La fuente de toda la vida que conocemos proviene del Sol, de su energía que llega a la Tierra en forma de radiaciones adecuadamente filtradas por la atmósfera que nos envuelve; si ese filtro prodigioso desapareciera –y parecemos insensatamente empeñados en ello-, la vida sería imposible, al menos, en sus formas conocidas. Recientemente se han descubierto insospechadas criaturas que toman su energía en los siempre oscuros fondos oceánicos, de las emanaciones gaseosas calientes que provienen de las fumarolas submarinas; quimiosíntesis se le ha llamado a este proceso sorprendente, aunque el origen remoto de ese calor terrígeno interior fue también el propio Sol.
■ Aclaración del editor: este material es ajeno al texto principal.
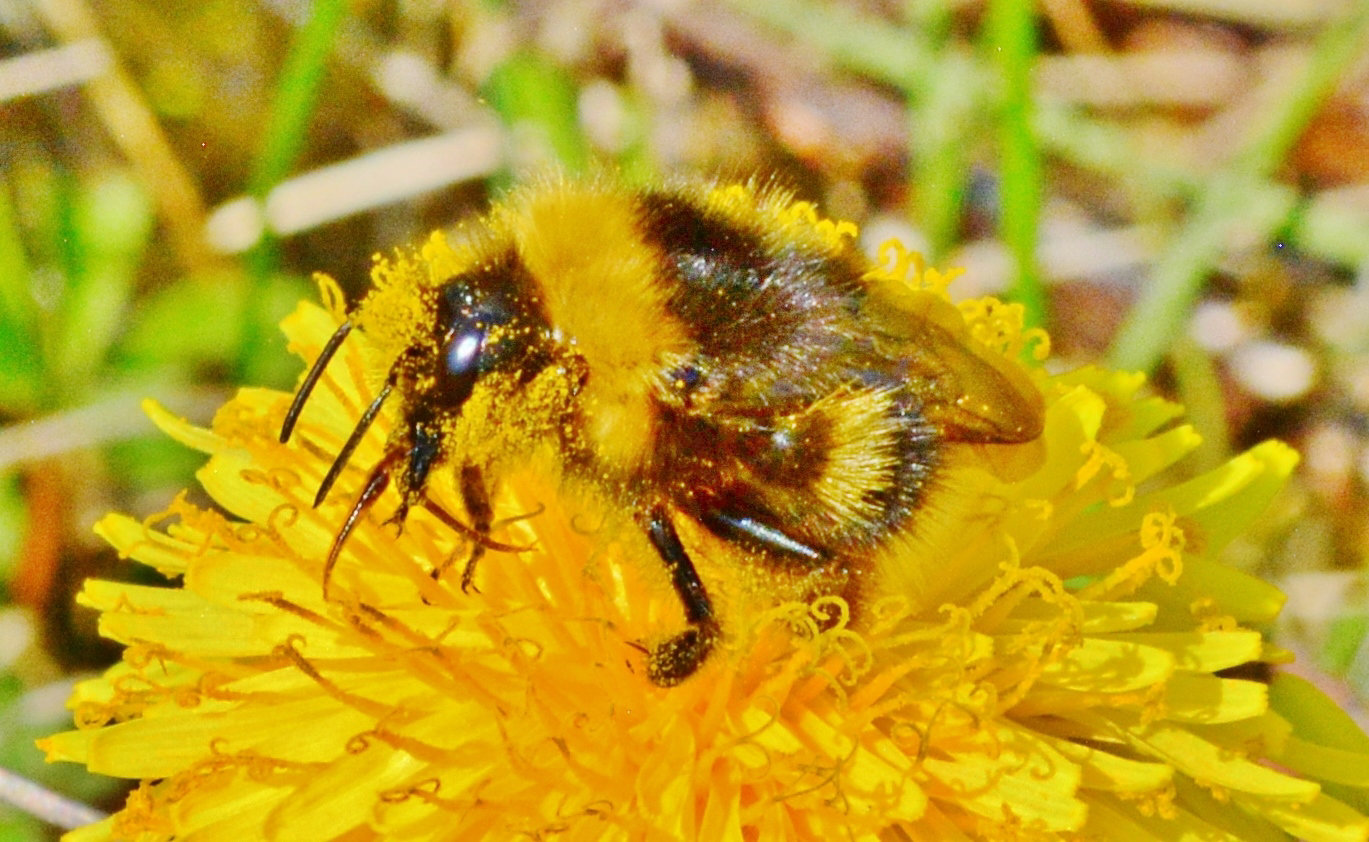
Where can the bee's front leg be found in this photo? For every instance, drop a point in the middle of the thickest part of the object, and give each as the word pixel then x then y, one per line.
pixel 681 656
Los organismos vegetales, y sólo ellos, son capaces de formar materia orgánica a partir de reacciones bioquímicas endógenas, energizadas por la radiación solar. Fotosíntesis es el nombre de dicho proceso, verdadero milagro formador de la vida a partir de lo inanimado, y la maravillosa sustancia artífice del mismo es la clorofila, tesoro exclusivo del mundo vegetal. Es válido destacar la notable semejanza de la composición química de clorofila con la sangre, de filiación ésta exclusivamente animal, sólo que en la sangre aparece el catión hierro –rojo- donde en aquélla aparece, en cambio, el magnesio –verde.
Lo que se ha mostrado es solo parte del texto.